Identification of Small Molecule Inhibitors of Staphylococcus aureus RnpA
1
Department of Microbiology and Immunology, University of Rochester School of Medicine, Rochester, NY 14642, USA
2
Department of Medicinal Chemistry and Molecular Pharmacology, College of Pharmacy, Purdue University, West Lafayette, IN 47906, USA
3
Purdue Institute of Inflammation, Immunology and Infectious Disease, Purdue University, West Lafayette, IN 47906, USA
4
Purdue Institute for Drug Discovery, Purdue University, West Lafayette, IN 47906, USA
*
Author to whom correspondence should be addressed.

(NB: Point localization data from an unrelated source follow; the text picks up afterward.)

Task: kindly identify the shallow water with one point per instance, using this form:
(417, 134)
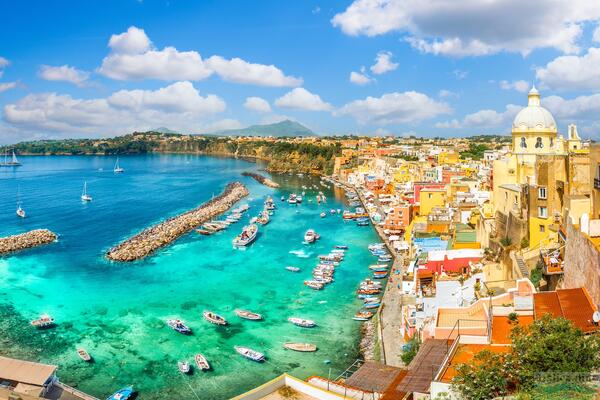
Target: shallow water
(117, 311)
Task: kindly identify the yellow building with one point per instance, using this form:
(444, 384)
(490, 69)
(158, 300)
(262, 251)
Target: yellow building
(431, 198)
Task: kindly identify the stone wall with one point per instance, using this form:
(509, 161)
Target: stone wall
(582, 263)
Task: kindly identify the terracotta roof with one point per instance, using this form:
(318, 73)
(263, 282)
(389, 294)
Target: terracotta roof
(25, 371)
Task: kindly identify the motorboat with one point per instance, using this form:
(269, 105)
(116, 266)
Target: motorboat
(214, 318)
(247, 236)
(184, 367)
(122, 394)
(250, 354)
(84, 355)
(301, 347)
(304, 323)
(178, 326)
(363, 316)
(44, 321)
(201, 362)
(248, 315)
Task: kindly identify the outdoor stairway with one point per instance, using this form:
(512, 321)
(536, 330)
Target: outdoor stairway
(522, 266)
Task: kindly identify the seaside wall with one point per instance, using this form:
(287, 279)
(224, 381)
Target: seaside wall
(162, 234)
(34, 238)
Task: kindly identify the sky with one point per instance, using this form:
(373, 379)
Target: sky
(377, 67)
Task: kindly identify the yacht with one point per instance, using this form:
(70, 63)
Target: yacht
(84, 195)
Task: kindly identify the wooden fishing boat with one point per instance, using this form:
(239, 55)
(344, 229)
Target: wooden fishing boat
(184, 367)
(214, 318)
(250, 354)
(301, 347)
(248, 315)
(84, 355)
(304, 323)
(201, 362)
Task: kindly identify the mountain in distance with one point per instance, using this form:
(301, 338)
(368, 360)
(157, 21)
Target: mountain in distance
(285, 128)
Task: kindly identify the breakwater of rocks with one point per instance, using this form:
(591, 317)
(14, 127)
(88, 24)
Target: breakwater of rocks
(261, 179)
(34, 238)
(162, 234)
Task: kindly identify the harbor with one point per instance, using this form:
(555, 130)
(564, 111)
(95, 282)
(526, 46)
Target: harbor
(261, 179)
(27, 240)
(160, 235)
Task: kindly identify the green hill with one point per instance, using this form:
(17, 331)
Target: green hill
(285, 128)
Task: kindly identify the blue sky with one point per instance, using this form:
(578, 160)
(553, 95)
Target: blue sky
(430, 68)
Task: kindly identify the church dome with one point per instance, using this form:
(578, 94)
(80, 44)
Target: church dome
(534, 117)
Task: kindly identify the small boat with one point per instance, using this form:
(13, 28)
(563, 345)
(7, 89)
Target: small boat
(302, 347)
(84, 355)
(363, 316)
(201, 362)
(84, 195)
(250, 354)
(247, 236)
(248, 315)
(118, 169)
(184, 367)
(304, 323)
(214, 318)
(122, 394)
(45, 321)
(178, 326)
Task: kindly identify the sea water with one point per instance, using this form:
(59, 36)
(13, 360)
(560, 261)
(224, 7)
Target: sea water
(117, 311)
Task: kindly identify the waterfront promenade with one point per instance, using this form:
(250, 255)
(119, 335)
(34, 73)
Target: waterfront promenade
(164, 233)
(34, 238)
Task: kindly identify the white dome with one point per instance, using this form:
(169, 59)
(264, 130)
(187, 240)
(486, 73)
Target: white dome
(534, 116)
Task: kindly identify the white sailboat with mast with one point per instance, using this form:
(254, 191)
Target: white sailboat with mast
(117, 168)
(84, 196)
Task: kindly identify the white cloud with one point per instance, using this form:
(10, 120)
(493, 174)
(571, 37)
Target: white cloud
(383, 63)
(4, 86)
(394, 108)
(473, 27)
(133, 57)
(257, 104)
(302, 99)
(240, 71)
(520, 86)
(64, 73)
(484, 118)
(360, 78)
(178, 106)
(572, 72)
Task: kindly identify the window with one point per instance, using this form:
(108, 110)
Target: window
(538, 143)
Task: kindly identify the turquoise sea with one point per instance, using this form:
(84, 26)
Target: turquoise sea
(118, 311)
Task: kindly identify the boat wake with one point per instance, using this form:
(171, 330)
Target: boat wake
(300, 253)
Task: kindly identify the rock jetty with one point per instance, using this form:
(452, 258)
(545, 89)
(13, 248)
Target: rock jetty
(160, 235)
(34, 238)
(261, 179)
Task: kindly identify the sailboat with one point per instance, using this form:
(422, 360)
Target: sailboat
(20, 211)
(12, 163)
(84, 195)
(118, 169)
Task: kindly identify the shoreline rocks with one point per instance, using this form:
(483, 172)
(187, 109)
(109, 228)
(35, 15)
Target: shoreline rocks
(27, 240)
(261, 179)
(166, 232)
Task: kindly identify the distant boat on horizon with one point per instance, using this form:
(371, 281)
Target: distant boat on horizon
(84, 195)
(117, 168)
(12, 163)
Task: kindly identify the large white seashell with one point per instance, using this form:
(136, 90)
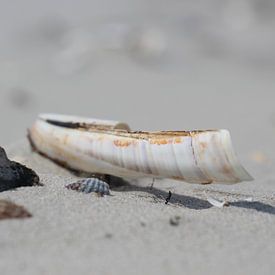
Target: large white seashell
(109, 147)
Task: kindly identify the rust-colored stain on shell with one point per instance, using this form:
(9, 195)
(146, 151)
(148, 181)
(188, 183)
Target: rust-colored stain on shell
(164, 141)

Antibiotics 2019, 8(2), 48; https://doi.org/10.3390/antibiotics8020048
Received: 1 April 2019 / Revised: 23 April 2019 / Accepted: 25 April 2019 / Published: 28 April 2019
(This article belongs to the Special Issue Staphylococci Antimicrobial Resistance)

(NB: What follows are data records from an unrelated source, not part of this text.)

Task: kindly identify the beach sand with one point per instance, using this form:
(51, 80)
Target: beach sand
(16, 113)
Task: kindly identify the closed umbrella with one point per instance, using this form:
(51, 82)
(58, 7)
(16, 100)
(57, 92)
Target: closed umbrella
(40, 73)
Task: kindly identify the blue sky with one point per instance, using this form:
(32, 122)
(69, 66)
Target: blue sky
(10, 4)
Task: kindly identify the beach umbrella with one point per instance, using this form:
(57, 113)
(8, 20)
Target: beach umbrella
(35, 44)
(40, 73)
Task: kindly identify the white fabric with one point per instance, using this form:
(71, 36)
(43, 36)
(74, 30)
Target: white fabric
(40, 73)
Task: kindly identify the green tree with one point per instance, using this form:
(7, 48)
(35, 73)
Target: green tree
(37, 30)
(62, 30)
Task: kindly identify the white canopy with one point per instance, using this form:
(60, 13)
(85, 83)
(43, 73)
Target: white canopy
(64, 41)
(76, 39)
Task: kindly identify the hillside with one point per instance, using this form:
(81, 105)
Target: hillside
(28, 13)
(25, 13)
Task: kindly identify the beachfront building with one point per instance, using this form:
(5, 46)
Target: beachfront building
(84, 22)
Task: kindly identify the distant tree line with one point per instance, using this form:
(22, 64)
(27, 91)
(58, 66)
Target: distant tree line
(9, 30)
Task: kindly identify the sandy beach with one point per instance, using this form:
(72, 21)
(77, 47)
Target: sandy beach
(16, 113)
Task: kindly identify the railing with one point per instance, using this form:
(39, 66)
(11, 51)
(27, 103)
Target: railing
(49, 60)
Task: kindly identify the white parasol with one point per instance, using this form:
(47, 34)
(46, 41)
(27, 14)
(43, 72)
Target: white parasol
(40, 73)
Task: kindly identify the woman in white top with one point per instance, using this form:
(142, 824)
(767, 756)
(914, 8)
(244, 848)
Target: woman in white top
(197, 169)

Staphylococcus aureus RnpA is thought to be a unique dual functional antimicrobial target that is required for two essential cellular processes, precursor tRNA processing and messenger RNA degradation. Herein, we used a previously described whole cell-based mupirocin synergy assay to screen members of a 53,000 compound small molecule diversity library and simultaneously enrich for agents with cellular RnpA inhibitory activity. A medicinal chemistry-based campaign was launched to generate a preliminary structure activity relationship and guide early optimization of two novel chemical classes of RnpA inhibitors identified, phenylcarbamoyl cyclic thiophene and piperidinecarboxamide. Representatives of each chemical class displayed potent anti-staphylococcal activity, limited the protein’s in vitro ptRNA processing and mRNA degradation activities, and exhibited favorable therapeutic indexes. The most potent piperidinecarboxamide RnpA inhibitor, JC2, displayed inhibition of cellular RnpA mRNA turnover, RnpA-depletion strain hypersusceptibility, and exhibited antimicrobial efficacy in a wax worm model of S. aureus infection. Taken together, these results establish that the whole cell screening assay used is amenable to identifying small molecule RnpA inhibitors within large chemical libraries and that the chemical classes identified here may represent progenitors of new classes of antimicrobials that target RnpA.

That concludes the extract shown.